Rencontre avec la Dr. Samina Ahmed, Directrice du programme Asie du Sud de l’ICG à Islamabad, animée par Olivier Weber (le Point/Asia Presse), Thomas Gayet (CCE, Lafarge) et F. Godement.
Le Balouchistan fournit 40% des besoins énergétiques du Pakistan, avec des réserves très importantes en gaz et en pétrole, dont on a encore du mal aujourd’hui à estimer l’étendue.
C’est pour Samina Ahmed le facteur principal qui explique la politique de contrôle par le centre menée par Islamabad au détriment de l’autonomie régionale. Ainsi, il s’agit d’un conflit politique autour de ressources et de droits, mais présenté aux étrangers comme un conflit entre un Etat et des structures tribales rebelles. Pour cette raison, le soutien au mouvement demandant plus d’autonomie en accord avec la Constitution du Pakistan dépasse les clivages ethniques dans la province; il est beaucoup plus large. Malheureusement, au Balouchistan, les seuls partenaires civils du régime de Musharraf sont les islamistes pachtounes, qui possèdent un autre agenda.

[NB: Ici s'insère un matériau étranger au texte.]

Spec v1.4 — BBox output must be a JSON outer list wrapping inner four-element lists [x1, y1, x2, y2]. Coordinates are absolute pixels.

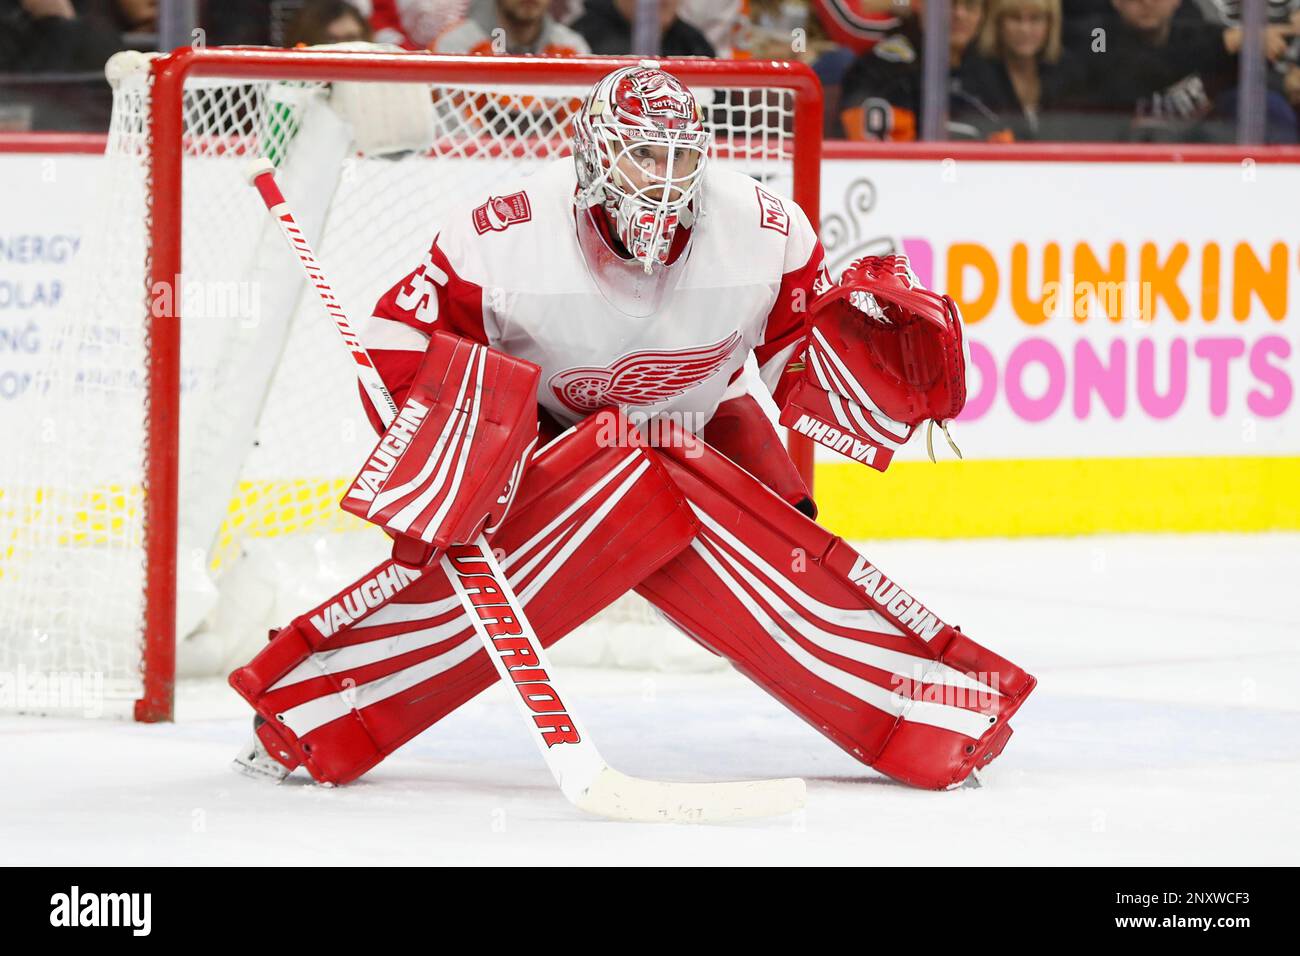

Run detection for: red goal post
[[136, 48, 823, 721]]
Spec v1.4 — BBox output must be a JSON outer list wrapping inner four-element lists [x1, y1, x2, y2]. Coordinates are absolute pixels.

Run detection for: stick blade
[[574, 768, 806, 824]]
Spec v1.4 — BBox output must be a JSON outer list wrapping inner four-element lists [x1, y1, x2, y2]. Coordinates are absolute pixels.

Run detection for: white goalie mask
[[573, 65, 711, 275]]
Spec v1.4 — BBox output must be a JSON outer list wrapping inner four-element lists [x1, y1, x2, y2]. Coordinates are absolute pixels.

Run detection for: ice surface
[[3, 533, 1297, 865]]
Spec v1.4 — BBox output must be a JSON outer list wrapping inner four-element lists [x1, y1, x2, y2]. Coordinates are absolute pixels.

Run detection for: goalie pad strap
[[230, 412, 699, 785], [636, 424, 1035, 790]]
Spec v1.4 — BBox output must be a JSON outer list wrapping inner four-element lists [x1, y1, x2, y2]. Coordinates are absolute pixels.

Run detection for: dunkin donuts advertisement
[[813, 155, 1298, 536]]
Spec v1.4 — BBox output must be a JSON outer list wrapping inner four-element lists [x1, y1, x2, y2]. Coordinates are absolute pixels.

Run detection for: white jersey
[[363, 158, 824, 433]]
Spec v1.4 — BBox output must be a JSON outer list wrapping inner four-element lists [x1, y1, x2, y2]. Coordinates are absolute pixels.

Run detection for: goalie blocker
[[339, 331, 542, 567]]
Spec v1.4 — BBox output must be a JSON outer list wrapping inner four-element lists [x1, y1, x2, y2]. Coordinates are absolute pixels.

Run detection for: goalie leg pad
[[637, 429, 1035, 790], [230, 413, 699, 785], [702, 393, 815, 517]]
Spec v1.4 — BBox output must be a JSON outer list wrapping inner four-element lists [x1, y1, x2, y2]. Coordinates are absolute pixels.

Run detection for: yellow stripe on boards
[[813, 457, 1300, 538], [5, 458, 1294, 583], [211, 478, 373, 570]]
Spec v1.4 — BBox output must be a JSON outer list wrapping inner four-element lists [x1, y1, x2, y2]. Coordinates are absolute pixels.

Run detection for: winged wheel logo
[[549, 332, 742, 413]]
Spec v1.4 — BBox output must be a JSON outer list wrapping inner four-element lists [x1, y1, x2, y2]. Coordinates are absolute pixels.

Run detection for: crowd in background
[[3, 0, 1299, 142]]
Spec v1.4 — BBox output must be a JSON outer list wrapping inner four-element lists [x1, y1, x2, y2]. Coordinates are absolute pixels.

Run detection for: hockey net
[[0, 47, 822, 720]]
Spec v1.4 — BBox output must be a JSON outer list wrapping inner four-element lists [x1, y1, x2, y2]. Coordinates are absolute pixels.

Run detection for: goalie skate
[[232, 718, 292, 784]]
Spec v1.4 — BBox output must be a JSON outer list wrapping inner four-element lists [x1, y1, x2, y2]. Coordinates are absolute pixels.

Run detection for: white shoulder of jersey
[[428, 159, 577, 286], [698, 166, 820, 275]]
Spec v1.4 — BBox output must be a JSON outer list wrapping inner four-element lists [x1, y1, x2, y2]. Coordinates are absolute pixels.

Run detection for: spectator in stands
[[551, 0, 584, 22], [963, 0, 1079, 138], [432, 0, 590, 53], [673, 0, 850, 65], [733, 0, 859, 134], [741, 0, 835, 61], [572, 0, 716, 56], [113, 0, 152, 34], [1283, 4, 1300, 122], [1287, 50, 1300, 109], [800, 8, 868, 135], [1058, 0, 1293, 141], [284, 0, 374, 46], [0, 0, 124, 71], [1200, 0, 1300, 141], [369, 0, 470, 48], [209, 1, 409, 47], [800, 3, 863, 86], [0, 0, 128, 130], [203, 0, 276, 46], [677, 0, 745, 55], [1061, 0, 1206, 43], [805, 0, 906, 52], [838, 0, 1005, 140], [1190, 0, 1298, 27]]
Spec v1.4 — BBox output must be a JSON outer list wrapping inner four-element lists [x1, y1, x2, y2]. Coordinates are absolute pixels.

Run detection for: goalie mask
[[573, 65, 711, 275]]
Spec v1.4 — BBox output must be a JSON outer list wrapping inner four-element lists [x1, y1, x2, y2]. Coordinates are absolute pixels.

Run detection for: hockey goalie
[[229, 64, 1035, 795]]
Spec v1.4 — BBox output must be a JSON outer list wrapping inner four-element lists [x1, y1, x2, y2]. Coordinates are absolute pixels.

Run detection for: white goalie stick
[[245, 158, 806, 823]]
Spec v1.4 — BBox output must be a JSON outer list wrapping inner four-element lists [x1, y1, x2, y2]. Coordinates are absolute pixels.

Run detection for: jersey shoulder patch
[[472, 191, 533, 235], [754, 185, 790, 236]]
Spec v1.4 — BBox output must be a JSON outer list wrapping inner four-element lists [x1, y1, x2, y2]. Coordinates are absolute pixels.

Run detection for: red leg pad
[[638, 430, 1036, 790], [702, 394, 815, 516], [229, 413, 699, 784]]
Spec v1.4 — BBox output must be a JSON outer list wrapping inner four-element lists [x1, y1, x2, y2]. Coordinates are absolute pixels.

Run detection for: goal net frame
[[22, 47, 824, 722]]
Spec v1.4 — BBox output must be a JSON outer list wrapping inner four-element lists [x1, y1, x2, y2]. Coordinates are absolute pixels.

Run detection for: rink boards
[[2, 140, 1297, 538]]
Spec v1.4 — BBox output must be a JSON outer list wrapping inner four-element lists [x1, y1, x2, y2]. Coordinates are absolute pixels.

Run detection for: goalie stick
[[245, 158, 806, 823]]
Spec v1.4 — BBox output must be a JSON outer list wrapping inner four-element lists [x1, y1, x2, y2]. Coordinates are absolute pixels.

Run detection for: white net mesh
[[0, 50, 807, 717]]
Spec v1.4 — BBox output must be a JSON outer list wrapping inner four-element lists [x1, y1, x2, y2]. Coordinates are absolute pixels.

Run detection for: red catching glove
[[778, 255, 967, 472]]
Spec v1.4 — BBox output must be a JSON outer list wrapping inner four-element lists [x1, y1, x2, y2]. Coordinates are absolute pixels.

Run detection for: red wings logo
[[473, 191, 532, 234], [549, 332, 742, 413]]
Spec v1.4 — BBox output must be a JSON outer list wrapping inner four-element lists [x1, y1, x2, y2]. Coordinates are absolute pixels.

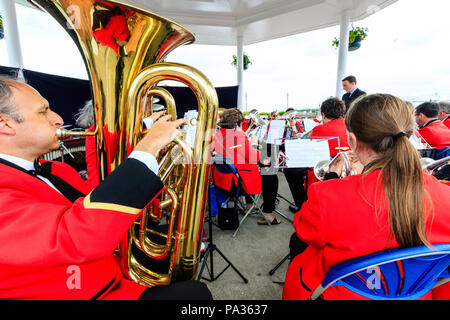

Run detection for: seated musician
[[0, 78, 212, 300], [309, 97, 351, 158], [415, 102, 450, 150], [212, 108, 262, 197], [439, 101, 450, 129], [283, 94, 450, 300]]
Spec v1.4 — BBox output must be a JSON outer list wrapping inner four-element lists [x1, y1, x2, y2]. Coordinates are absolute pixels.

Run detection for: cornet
[[314, 152, 355, 180]]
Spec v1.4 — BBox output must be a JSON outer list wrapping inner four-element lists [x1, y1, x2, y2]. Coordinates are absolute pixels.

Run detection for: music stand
[[196, 184, 249, 284]]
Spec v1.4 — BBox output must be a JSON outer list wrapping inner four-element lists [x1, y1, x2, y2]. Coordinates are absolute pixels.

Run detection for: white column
[[0, 0, 24, 69], [335, 10, 351, 98], [236, 35, 244, 110]]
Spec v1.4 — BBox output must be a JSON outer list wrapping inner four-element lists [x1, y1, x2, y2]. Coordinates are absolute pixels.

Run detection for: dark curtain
[[23, 69, 92, 127], [0, 66, 20, 77], [1, 66, 237, 126]]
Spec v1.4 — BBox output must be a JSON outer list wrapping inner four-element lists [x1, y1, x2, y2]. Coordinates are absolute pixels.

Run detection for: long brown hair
[[345, 94, 431, 248]]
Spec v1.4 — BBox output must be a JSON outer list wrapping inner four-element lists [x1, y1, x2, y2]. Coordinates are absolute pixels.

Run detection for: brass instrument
[[283, 109, 300, 120], [34, 0, 218, 287], [245, 109, 266, 132], [424, 156, 450, 175], [314, 152, 354, 180]]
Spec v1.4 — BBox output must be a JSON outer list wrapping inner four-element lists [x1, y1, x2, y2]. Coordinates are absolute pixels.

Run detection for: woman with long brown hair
[[283, 94, 450, 300]]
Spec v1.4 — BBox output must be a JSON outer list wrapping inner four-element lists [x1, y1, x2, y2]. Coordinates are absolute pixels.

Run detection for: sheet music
[[409, 134, 424, 149], [285, 139, 331, 168], [266, 120, 285, 145], [303, 118, 319, 133], [183, 110, 198, 148]]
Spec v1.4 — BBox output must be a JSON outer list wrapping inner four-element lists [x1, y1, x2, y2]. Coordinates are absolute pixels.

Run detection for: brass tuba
[[32, 0, 218, 287]]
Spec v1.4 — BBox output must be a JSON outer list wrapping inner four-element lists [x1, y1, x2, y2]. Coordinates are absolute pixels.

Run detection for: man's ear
[[0, 114, 17, 135]]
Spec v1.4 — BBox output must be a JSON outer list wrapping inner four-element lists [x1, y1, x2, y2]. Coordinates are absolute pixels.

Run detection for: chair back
[[436, 147, 450, 160], [311, 244, 450, 300], [211, 154, 243, 207], [213, 155, 240, 177]]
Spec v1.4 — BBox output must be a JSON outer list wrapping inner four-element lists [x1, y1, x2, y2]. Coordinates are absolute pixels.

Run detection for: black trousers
[[139, 280, 213, 300], [261, 174, 279, 213], [283, 167, 308, 208]]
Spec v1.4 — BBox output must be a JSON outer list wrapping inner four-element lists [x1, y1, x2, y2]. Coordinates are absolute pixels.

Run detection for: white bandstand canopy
[[2, 0, 398, 108]]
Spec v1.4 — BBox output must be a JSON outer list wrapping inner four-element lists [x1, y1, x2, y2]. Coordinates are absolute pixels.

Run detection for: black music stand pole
[[197, 187, 248, 284]]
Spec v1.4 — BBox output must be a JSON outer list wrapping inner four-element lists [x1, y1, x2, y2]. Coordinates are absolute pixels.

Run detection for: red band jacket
[[310, 118, 351, 158], [418, 120, 450, 150], [0, 158, 163, 299], [443, 117, 450, 130], [282, 170, 450, 300], [212, 128, 261, 195]]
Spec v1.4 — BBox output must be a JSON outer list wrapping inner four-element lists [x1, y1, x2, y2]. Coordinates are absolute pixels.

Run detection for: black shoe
[[289, 205, 300, 213]]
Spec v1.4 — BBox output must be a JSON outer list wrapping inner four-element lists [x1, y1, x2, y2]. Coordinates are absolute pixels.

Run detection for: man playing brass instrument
[[0, 78, 212, 300]]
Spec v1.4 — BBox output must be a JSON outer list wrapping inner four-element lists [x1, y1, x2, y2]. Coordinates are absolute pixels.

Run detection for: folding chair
[[212, 155, 267, 238], [311, 244, 450, 300], [436, 147, 450, 160]]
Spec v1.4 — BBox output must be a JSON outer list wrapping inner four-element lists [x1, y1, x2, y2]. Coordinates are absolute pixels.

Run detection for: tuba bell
[[32, 0, 218, 287]]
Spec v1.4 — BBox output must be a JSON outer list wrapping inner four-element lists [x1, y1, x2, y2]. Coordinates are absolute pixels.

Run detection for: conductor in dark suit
[[342, 75, 366, 111]]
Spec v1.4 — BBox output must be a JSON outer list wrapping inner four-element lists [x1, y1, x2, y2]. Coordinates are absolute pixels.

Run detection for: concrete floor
[[197, 172, 296, 300]]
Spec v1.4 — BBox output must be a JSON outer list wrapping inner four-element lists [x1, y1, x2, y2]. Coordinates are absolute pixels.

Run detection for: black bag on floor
[[217, 207, 239, 230]]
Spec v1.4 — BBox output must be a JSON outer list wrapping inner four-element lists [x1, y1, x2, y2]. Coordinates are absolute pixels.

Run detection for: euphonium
[[32, 0, 218, 286], [283, 109, 300, 120], [245, 109, 266, 134]]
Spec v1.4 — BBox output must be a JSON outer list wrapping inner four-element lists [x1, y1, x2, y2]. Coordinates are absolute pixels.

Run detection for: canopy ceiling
[[19, 0, 398, 46], [123, 0, 398, 45]]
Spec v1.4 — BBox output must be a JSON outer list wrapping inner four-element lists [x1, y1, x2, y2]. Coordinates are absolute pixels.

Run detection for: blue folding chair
[[311, 244, 450, 300], [212, 155, 266, 238], [436, 147, 450, 160]]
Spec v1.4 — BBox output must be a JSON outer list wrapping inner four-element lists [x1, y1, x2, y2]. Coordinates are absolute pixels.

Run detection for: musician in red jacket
[[0, 79, 211, 300], [213, 108, 261, 196], [283, 94, 450, 300], [439, 101, 450, 129], [415, 102, 450, 150], [310, 97, 351, 158]]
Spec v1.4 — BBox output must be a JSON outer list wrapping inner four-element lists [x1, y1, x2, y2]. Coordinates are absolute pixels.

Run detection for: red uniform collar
[[421, 118, 441, 128]]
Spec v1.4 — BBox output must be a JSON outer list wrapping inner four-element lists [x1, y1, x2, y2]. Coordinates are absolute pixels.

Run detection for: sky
[[1, 0, 450, 113]]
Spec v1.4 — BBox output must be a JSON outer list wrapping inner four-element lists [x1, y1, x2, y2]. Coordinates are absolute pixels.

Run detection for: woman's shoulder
[[423, 172, 450, 190], [309, 171, 379, 195]]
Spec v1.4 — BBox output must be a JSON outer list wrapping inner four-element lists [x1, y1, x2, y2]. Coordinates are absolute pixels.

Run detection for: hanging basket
[[232, 53, 252, 70], [348, 37, 362, 51], [332, 26, 368, 52]]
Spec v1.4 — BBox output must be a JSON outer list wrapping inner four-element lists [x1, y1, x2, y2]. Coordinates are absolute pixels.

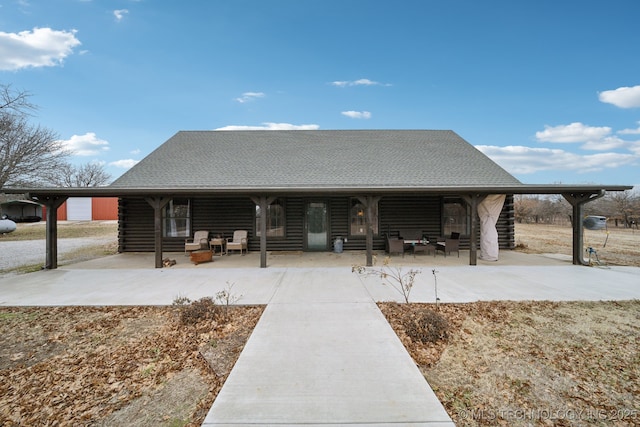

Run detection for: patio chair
[[185, 230, 209, 255], [227, 230, 248, 255], [386, 235, 404, 257], [436, 238, 460, 257]]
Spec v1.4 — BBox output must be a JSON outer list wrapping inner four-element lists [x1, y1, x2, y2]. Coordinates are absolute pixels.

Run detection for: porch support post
[[462, 194, 484, 266], [32, 195, 67, 269], [357, 195, 381, 267], [251, 196, 276, 268], [145, 196, 171, 268], [562, 190, 605, 265]]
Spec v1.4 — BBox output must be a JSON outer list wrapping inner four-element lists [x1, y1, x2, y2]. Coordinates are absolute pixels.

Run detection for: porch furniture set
[[185, 229, 248, 264], [386, 229, 460, 258]]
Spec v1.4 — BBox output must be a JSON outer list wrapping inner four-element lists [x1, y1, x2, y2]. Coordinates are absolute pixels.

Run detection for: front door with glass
[[305, 201, 328, 251]]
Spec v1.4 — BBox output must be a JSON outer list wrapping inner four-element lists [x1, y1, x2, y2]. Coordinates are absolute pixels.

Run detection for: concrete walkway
[[1, 252, 639, 426], [203, 269, 454, 426]]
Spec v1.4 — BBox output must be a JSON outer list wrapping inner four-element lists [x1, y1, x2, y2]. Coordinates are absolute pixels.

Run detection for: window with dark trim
[[163, 198, 191, 237], [443, 198, 469, 236], [255, 199, 285, 237], [350, 198, 378, 236]]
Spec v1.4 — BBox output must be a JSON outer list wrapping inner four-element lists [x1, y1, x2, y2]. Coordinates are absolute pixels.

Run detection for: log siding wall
[[118, 194, 515, 252]]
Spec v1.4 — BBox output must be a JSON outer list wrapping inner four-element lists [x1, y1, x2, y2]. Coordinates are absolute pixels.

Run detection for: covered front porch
[[26, 186, 625, 270]]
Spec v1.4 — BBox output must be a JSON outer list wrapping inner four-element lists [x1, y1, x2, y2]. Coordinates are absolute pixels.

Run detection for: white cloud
[[580, 136, 628, 151], [114, 9, 129, 22], [341, 110, 371, 119], [130, 148, 141, 155], [235, 92, 265, 103], [535, 122, 612, 143], [598, 85, 640, 108], [330, 78, 389, 87], [476, 145, 638, 175], [109, 159, 139, 169], [59, 133, 110, 156], [628, 141, 640, 156], [215, 122, 320, 131], [0, 27, 81, 70], [618, 122, 640, 135]]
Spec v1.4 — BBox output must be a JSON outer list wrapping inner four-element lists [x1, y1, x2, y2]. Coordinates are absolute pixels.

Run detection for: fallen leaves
[[379, 300, 640, 427], [2, 299, 639, 426], [0, 305, 264, 426]]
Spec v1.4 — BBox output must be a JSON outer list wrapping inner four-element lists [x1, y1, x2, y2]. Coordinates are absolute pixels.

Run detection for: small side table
[[209, 238, 226, 256]]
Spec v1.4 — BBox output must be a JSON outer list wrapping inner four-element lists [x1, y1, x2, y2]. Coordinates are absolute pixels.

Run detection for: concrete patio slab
[[1, 251, 638, 306]]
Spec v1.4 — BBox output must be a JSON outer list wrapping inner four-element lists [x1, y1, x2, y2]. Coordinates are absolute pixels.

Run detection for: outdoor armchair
[[185, 230, 209, 255], [227, 230, 248, 255], [386, 235, 404, 257], [436, 237, 460, 257]]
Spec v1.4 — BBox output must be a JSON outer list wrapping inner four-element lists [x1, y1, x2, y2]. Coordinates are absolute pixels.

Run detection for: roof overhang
[[3, 184, 633, 199], [0, 199, 43, 206]]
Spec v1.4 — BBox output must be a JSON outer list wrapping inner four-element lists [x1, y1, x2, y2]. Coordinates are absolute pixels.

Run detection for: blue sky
[[1, 0, 639, 187]]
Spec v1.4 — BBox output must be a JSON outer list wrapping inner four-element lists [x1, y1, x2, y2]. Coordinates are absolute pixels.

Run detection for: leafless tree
[[516, 190, 639, 227], [606, 190, 638, 228], [514, 195, 537, 223], [514, 194, 570, 224], [0, 84, 69, 189], [0, 84, 35, 114], [47, 162, 112, 187]]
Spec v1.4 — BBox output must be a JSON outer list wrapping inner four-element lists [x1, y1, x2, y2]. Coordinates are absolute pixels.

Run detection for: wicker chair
[[227, 230, 248, 255], [185, 230, 209, 255], [436, 236, 460, 257], [386, 235, 404, 257]]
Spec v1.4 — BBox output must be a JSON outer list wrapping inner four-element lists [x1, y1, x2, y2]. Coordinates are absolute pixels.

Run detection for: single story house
[[4, 130, 631, 269]]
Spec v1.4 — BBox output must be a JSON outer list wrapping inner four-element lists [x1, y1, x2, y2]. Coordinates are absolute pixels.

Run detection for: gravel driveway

Le général s’appuie sur le parti islamiste pachtoune Jamiat Ulema-e-Islam pour imposer son ordre à la province, en luttant contre les Baloutches, pourtant plus modérés. Il s’agit d’un choix politique qui contribue à l’instabilité en Afghanistan, et donc dans la région.
En remarques introductives, François Godement souligne que le Balouchistan pourrait être une “bombe à retardement cachée” pour l’unité du Pakistan, comme pour la stabilité du régime d’Islamabad. Aujourd’hui, dans de nombreuses régions du Balouchistan (43% du territoire du Pakistan et 6% de sa population, essentiellement des tribus Baloutches et Pachtounes), la guerre fait rage. Cependant, ce conflit est méconnu; les zones de combats étant complètement interdites aux médias par l’armée, il n’existe que peu d’informations sur l’étendue des opérations militaires qui ont pourtant causé de nombreuses pertes civiles. Le 26 août 2006, l’assassinat par l’armée fédérale de Nawab Abkhar Khan Bugti, ex-gouverneur du Balouchistan et ex-Ministre de l’intérieur du Pakistan, considéré par Islamabad comme un chef rebelle, a signifié une escalade du conflit. Selon Samina Ahmed, ce meurtre a eu un impact énorme. Avant la mort de Bugti, les discours sécessionnistes étaient très peu nombreux au Balouchistan; le mouvement se concentrait sur la revendication de droits dans le cadre de l’Etat pakistanais. Aujourd’hui, l’indépendantisme gagne du terrain. Causé par la rage, il pourrait être, selon Samina Ahmed, facilement contenu par une politique prenant plus en compte les intérêts de la population de la province. Pour cela, il est absolument nécessaire que le conflit soit compris par toutes les parties comme un conflit politique, et non comme un conflit tribal.
Du point de vue du gouvernement pakistanais, les incidents récents au Balouchistan sont provoqués par les leaders des différentes tribus Baloutches, qui selon le Président Musharaff, résistent au projet de développement régional qu’il tente de mettre en oeuvre dans la Province. Il estime qu’il suffit de changer les leaders des tribus pour résoudre les tensions provinciales. Samina Ahmed remarque que la question tribale est utilisée de manière très différente par le gouvernement pakistanais dans la Province FATA, où le gouvernement considère les tensions liées non pas aux structures tribales, mais à la présence de militants islamistes fondamentalistes. Ainsi, Islamabad considère que ce sont les chefs tribaux du FATA qui doivent être impliquées dans la résolution du conflit dans la région, une position absolument contraire à celle qui est la sienne dans le cas du Balouchistan.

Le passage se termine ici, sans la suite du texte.